KTRH Local Houston and Texas News

KTRH Local Houston and Texas News

KTRH-AM covering local news from Houston and across Texas.

 

Chat GTP Didn’t Write This

A computer didn’t write this. I, Nikki Courtney, a radio news reporter at KTRH, a real human being, wrote this, but you never know lately: ChatGPT is writing a lot these days. I, an old fuddy-duddy, was not aware of the extent artificial intelligence has overtaken our conversations and threatens jobs.

Maybe you never heard of ChatGPT because the software was just introduced in November and only had a million users its first month: now it has one-hundred million. ChatGPT is a generative AI chatbot created by Open AI that mimics conversations: a search engine on steroids that writes complete sentences in a very conversation style, like me, but can also compose a symphony, illustrate a book, what Wikipedia identifies as a “chat generative pre-trained transformer.” Lawmakers are still figuring it out, too.

Two of Houston’s most influential communications specialists are among those already familiar with a new way of engaging that takes the effort out, especially useful in marketing pieces and consumer engagement. Google and Bing are developing their own versions of large language modeling software.

“The prompts that you put into ChatGPT are going to give you what comes out, so you have to have really great prompts to put in to get stuff come out that’s actually usable and good,” says Kami Watson Huyse, CEO of Zoetica.

An example listed in Wikipedia asks about Christopher Columbus arriving in 2015, and ChatGPT responded with an acknowledgement that the explorer crossed the ocean in 1492, then posing a hypothesis of what he might find if Columbus did arrive in 2015. The software “scrapes” enormous amounts of content from the internet, sorts it, and crafts it into a conversational answer that no human ever wrote or touched or researched. Drawing it’s wisdom from the internet, it’s not a reliable source of factual information.
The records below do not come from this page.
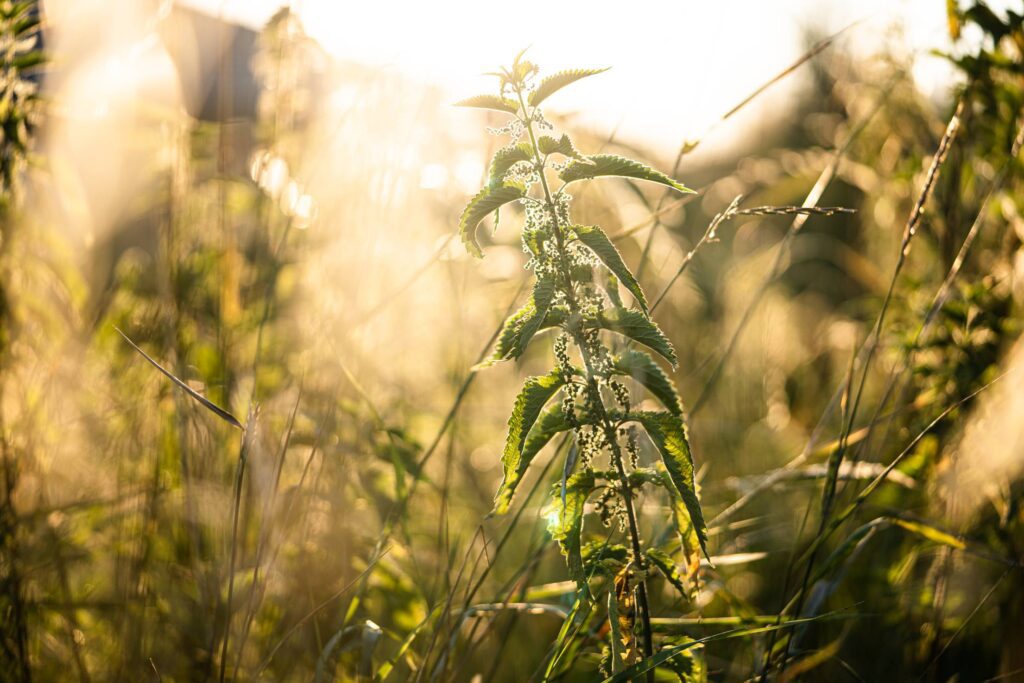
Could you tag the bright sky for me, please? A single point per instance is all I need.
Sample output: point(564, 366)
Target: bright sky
point(717, 51)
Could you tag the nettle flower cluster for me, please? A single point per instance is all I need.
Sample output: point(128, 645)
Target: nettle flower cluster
point(579, 272)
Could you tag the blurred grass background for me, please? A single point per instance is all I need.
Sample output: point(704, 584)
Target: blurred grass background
point(274, 225)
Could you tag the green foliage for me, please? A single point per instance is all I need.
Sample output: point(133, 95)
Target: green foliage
point(563, 145)
point(668, 433)
point(639, 328)
point(536, 392)
point(552, 84)
point(483, 204)
point(596, 166)
point(522, 325)
point(566, 527)
point(565, 295)
point(505, 159)
point(598, 242)
point(642, 368)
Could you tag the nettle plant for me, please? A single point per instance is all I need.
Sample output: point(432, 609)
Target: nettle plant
point(578, 272)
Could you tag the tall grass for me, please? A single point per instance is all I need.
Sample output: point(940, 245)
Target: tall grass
point(843, 299)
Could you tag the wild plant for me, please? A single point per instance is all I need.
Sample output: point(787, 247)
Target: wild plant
point(578, 272)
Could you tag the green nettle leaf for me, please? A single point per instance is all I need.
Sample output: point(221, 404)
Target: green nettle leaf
point(544, 291)
point(688, 664)
point(610, 285)
point(536, 392)
point(522, 325)
point(600, 557)
point(567, 528)
point(505, 159)
point(668, 432)
point(639, 328)
point(486, 201)
point(687, 531)
point(556, 82)
point(491, 102)
point(642, 368)
point(602, 165)
point(598, 242)
point(664, 563)
point(615, 638)
point(563, 145)
point(551, 423)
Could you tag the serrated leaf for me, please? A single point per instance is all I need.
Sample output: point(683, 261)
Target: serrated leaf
point(535, 393)
point(605, 165)
point(563, 145)
point(610, 285)
point(551, 423)
point(544, 292)
point(616, 641)
point(505, 159)
point(522, 325)
point(567, 527)
point(596, 240)
point(668, 432)
point(667, 566)
point(556, 82)
point(604, 558)
point(636, 326)
point(485, 201)
point(642, 368)
point(686, 530)
point(491, 102)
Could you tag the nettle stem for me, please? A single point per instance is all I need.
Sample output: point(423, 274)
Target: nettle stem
point(609, 428)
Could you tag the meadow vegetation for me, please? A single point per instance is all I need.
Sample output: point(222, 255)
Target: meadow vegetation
point(750, 415)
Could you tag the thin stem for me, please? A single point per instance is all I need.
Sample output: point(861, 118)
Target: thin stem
point(598, 401)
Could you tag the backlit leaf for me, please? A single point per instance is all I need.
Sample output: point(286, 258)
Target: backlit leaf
point(486, 201)
point(522, 325)
point(598, 242)
point(551, 423)
point(668, 432)
point(642, 368)
point(536, 392)
point(491, 102)
point(505, 159)
point(567, 527)
point(563, 145)
point(556, 82)
point(603, 165)
point(639, 328)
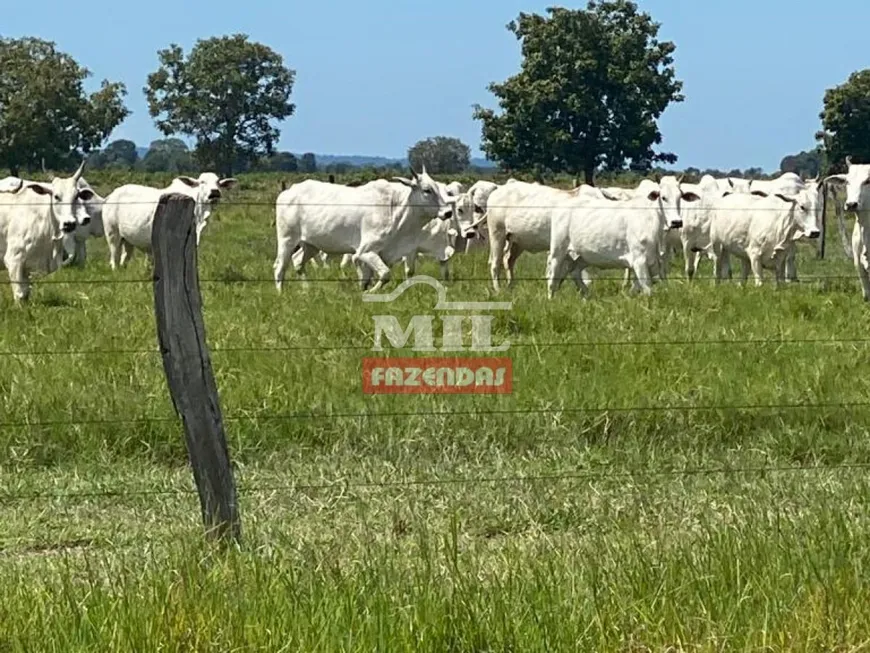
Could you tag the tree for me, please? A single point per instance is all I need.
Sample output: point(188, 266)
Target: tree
point(168, 155)
point(442, 155)
point(591, 87)
point(846, 120)
point(121, 153)
point(45, 114)
point(279, 162)
point(226, 94)
point(806, 164)
point(308, 164)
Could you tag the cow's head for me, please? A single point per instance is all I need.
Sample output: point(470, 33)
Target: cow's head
point(470, 215)
point(803, 214)
point(669, 196)
point(207, 190)
point(90, 210)
point(428, 195)
point(67, 199)
point(436, 238)
point(857, 182)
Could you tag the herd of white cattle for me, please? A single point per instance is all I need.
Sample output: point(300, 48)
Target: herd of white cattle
point(46, 225)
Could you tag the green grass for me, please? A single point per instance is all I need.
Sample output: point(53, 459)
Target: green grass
point(536, 521)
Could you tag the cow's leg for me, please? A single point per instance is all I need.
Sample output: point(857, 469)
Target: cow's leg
point(113, 240)
point(286, 248)
point(364, 274)
point(380, 269)
point(746, 267)
point(627, 281)
point(497, 243)
point(81, 252)
point(556, 265)
point(410, 264)
point(757, 270)
point(308, 252)
point(790, 264)
point(863, 275)
point(641, 272)
point(18, 279)
point(691, 261)
point(510, 262)
point(126, 253)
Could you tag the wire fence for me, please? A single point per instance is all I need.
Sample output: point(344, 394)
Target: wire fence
point(603, 472)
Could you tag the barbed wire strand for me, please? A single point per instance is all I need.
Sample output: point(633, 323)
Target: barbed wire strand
point(349, 280)
point(271, 417)
point(434, 482)
point(513, 345)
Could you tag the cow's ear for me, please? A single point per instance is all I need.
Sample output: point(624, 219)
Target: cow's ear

“They generate content based on word patterning and what they found online, and when they don’t have a particular answer, they fill in the gap with something that sounds good,” says Crystal Washington, a futurist and communications technology strategist who consults with major companies.

Some are aghast watching the advent of ChatGPT provide work product that had required people, thus eliminating the need for people, thereby eliminating many jobs. News reporters. Why pay someone to talk to knowledgeable sources to gain insight and write up the findings if software can survey everything ever posted on the web, assimilate it and spit it out in very conversational, engaging language? Because human interaction requires humans on both sides of the equation. Fallible, I’m human.

It's free now. You can jump on ChatGPT and take it for a test drive at no expense. A monthly access fee will come down the pike.